The fiction is produced by ViacomCBS International Studios (VIS), with the participation of Atresmedia Televisión, and in collaboration with Diagonal TV.

As well as presenting the first season of the series at the Spanish-speaking world’s highest-profile festival, Cabezas, the show’s creator and director had something else to celebrate on Wednesday. 

The show, which premieres on Sept. 25 on Atresplayer Premium, the ebullient OTT service of broadcast network Atresmedia, has renewed “The Gypsy Bride” (“La Novia Gitana”) for a second season. 

The Seville-born director sat down with Variety to talk about creating he eight-part Season 1 of “The Gypsy Bride,”shot inside the Madrid gypsy community, Spain’s largest, and how he went from busking on the Madrid subway to meetings with Steven Spielberg, after a near-fatal car crash.

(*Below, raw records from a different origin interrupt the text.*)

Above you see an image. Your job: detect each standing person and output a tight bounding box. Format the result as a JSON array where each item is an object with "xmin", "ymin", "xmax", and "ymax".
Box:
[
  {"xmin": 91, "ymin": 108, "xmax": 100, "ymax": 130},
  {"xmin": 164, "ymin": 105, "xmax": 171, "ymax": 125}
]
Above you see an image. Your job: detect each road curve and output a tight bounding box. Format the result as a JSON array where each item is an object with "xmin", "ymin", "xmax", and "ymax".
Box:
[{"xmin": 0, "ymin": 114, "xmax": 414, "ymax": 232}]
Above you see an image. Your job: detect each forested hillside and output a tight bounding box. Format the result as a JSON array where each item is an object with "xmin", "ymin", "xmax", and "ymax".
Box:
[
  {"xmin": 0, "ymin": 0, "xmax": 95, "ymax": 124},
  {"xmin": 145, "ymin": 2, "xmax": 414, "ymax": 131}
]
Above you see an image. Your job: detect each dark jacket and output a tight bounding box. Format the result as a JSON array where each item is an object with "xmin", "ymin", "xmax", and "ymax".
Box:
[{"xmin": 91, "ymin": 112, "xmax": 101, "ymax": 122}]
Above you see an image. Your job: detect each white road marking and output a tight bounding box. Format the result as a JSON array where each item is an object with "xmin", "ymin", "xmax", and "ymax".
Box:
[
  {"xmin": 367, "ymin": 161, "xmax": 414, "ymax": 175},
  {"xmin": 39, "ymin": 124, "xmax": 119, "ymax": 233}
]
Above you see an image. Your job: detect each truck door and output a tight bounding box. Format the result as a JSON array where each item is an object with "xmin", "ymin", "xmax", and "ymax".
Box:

“It’s a very violent show,” he said, speaking about ‘The Gypsy Bride.” “But at the same time, it’s very beautiful. It’s rooted in gypsy culture, and I use real gypsy actors. We feature different flamenco artists in each episode. Lorca is a good comparison because flamenco is also rooted in tragedy. As for the show’s look, we used a blue-brown palette to create the look with only the blood and white wedding dress in other colors.”

A thriller, “The Gypsy Bride” is set in a gypsy community on Madrid’s outskirts where homicide inspector Elena Blanco, (Nerea Barros, “Marshland”) is called in to investigate a murder of a young gypsy woman just before her wedding. 

The first season is an adaptation of “La Novia,” the first book in “La Novia Gitana,” a crime trilogy written by Carmen Mola (a pseudonym for a writing trío formed by Jorge Díaz, Agustín Martínez and Antonio Mercero).  150,000 copies of the book sold in 10 countries when the book was released in 2018.

Season 2 will adapt the second book in the series, “La red púrpura.”

Raised in Seville, and now based in Madrid, Cabezas confesses to “almost fainting” when his daughter falls and scratches a limb. But he says he’s learned to see fake blood as beautiful, and find a way to interpret violence that gives it meaning.

He spent five intense months putting together the first series without taking a break. “It’s the only way to keep complete creative control,” he said. “The lower the budget the more freedom you have.”

He’s now got his hands full with the second season. He’s also returning to the Netflix show “The Umbrella Academy” for which he’s previously directed several episodes. 

Cabezas has, as well as establishing himself in Spain, notched up a long list of TV and film credits in the U.S., including “American Gods,” “Into The Badlands,” “Fear The Walking Dead” and “Rage” with Nicolas Cage.

But it was his most recent film in Spain, “Adios,” that got him more familiar with the gypsy community in his native Seville.  He made the film after a man living in a van presented him with a script. “I read it and it was just incredible,” he said.

He’s come a long way since busking in the Madrid subway where he would also do some flamenco. 

A near death experience helped propel him forward. 

“At 17, I had a car crash. I was O.K. but as my car was turning in slow motion, I thought I’m going to die a virgin and never make a film. I got right on it,” he said. 

He did film school by working in a video store for five years. His U.S. career took off after his thriller “Neon Flash” played in Tribeca in 2011. 

“I’ve stayed living in Madrid but I go to L.A. and literally do 100 meetings in two weeks,” he says. 

He’s thrilled to work on a new season of the Netflix show “The Umbrella Academy,” but it’s not the same as giving birth to a new creation like “The Gypsy Bride,” he says. 

“Doing a show like ‘Gypsy Bride,’ it’s your baby, and you are the mother,” he said. “When you get brought onto other shows it’s more like you are taking the kids to the arcade then you give them back.”

As for meeting Steven Spielberg. “I worked on ‘Halo’ for Amblin Entertainment,” he said.

And from Madrid, he’s worked for the best of them with “American Gods” (Amazon); “Penny Dreadful,” “Dirk Gently,” “The Alienist” (Netflix); “Fear the Walking Dead,” “Into the Badlands” (AMC); and “The Strain” (FX).